Inwestowanie w niszowe fundusze ETF – a co tydzień pojawiają się nowe – może zwiększyć ryzyko polityczne, ryzyko płynności i ryzyko związane z określonymi sektorami biznesowymi. Może również zwiększyć ryzyko podatkowe. Ponadto większość małych funduszy potrzebuje trochę czasu, aby się ustabilizować. Wiele z nich zamyka się co roku, a kiedy to zrobią, mogą wypłacić dystrybucję zysków kapitałowych, które mogą zrównoważyć wszelkie korzyści podatkowe dla nieostrożnych. Po pierwsze, niektóre fundusze ETF nie oferują dużych korzyści podatkowych. Inwestorzy muszą znać konsekwencje podatkowe zwiększenia alokacji do danego funduszu, zanim wykonają ruch, oraz konsekwencje podatkowe ich działalności kupna i sprzedaży.
Edukacja klientów
Doradcy z klientami, którzy mogą być skłonni do handlu, zamiast kupować i utrzymywać akcje ETF, powinni zwrócić uwagę na to, jak szybko sumują się opłaty i zmniejszają zyski.

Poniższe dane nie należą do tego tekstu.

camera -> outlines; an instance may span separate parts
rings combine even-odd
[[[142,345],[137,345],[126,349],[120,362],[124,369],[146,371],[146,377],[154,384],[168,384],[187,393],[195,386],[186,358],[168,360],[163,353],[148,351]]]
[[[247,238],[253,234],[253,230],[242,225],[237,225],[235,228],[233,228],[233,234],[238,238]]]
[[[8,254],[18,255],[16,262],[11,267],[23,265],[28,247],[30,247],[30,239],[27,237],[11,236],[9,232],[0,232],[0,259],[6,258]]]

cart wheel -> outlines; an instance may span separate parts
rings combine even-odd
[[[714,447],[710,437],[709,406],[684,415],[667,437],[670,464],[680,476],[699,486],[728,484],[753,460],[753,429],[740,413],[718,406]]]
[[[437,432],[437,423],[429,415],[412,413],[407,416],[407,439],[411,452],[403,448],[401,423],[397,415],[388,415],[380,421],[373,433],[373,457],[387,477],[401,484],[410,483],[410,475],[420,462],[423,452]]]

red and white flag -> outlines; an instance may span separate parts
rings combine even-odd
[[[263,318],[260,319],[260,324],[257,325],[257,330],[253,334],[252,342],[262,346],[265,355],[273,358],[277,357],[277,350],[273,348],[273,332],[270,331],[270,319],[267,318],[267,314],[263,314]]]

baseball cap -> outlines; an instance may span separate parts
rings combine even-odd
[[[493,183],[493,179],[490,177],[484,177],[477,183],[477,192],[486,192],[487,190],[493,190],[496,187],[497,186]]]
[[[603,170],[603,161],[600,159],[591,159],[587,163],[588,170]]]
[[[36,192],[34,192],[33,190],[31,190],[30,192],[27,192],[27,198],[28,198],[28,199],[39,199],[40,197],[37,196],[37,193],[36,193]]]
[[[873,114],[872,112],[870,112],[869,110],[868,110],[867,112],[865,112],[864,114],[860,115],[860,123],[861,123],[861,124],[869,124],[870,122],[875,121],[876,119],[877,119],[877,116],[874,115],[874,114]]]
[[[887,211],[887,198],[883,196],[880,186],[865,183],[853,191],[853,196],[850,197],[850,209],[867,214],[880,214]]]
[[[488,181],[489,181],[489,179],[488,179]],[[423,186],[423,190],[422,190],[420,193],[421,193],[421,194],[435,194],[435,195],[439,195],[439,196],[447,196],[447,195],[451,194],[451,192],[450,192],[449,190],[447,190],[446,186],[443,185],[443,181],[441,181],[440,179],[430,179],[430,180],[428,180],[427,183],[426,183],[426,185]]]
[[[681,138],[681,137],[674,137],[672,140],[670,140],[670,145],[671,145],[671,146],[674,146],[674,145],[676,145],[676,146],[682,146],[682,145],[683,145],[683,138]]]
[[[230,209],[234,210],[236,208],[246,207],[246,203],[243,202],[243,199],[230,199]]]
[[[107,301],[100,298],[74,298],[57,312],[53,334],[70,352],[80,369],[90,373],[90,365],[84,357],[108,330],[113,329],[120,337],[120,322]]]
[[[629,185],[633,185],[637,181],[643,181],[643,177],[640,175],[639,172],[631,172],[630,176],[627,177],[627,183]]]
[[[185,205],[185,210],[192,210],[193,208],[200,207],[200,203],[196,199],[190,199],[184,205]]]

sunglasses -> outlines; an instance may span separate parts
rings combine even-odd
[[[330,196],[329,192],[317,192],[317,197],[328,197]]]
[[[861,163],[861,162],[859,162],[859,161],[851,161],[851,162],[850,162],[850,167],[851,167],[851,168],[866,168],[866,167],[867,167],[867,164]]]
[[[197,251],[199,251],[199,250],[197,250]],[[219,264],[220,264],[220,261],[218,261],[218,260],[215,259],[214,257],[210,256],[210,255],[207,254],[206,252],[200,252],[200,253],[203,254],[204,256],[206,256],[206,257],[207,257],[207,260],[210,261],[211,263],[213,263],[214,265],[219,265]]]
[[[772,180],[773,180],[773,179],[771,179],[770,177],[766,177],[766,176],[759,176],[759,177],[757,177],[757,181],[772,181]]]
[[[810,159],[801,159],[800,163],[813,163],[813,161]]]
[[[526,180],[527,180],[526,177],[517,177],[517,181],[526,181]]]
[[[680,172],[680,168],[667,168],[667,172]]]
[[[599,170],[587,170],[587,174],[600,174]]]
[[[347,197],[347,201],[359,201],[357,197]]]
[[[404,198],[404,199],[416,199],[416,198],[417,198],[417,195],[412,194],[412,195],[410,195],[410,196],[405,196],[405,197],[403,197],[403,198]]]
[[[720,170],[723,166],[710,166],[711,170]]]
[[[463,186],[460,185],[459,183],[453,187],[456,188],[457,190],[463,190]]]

Jeszcze ważniejsze niż kontrolowanie kosztów jestkontrolowanie emocji – mówi Rusty Vanneman, dyrektor inwestycyjny CLS Investments. Doradcy muszą zapewnić, że inwestorzy nie pościg wydajność, ale zamiast pościg wskazówek jakość inwestycji. Podobnie jak w przypadku każdej inwestycji, klienci muszą również rozumieć związane z tym ryzyko.
Podsumowanie
Fundusze ETF, w szczególności pasywne fundusze ETF, są tanimi instrumentami inwestycyjnymi. To klucz do ich atrakcyjności dla inwestorów detalicznych. Podobnie jak fundusze inwestycyjne przed nimi, dają one młodym inwestorom niedrogi sposób na dywersyfikację. Jednak inwestorzy ETF mogą ulec pokusie, by ścigać alfę nawet bardziej niż inwestorzy funduszy inwestycyjnych, a doradcy są dobrze przygotowani do udzielania jasnych wskazówek klientom, którzy chcą realizować tego rodzaju strategię.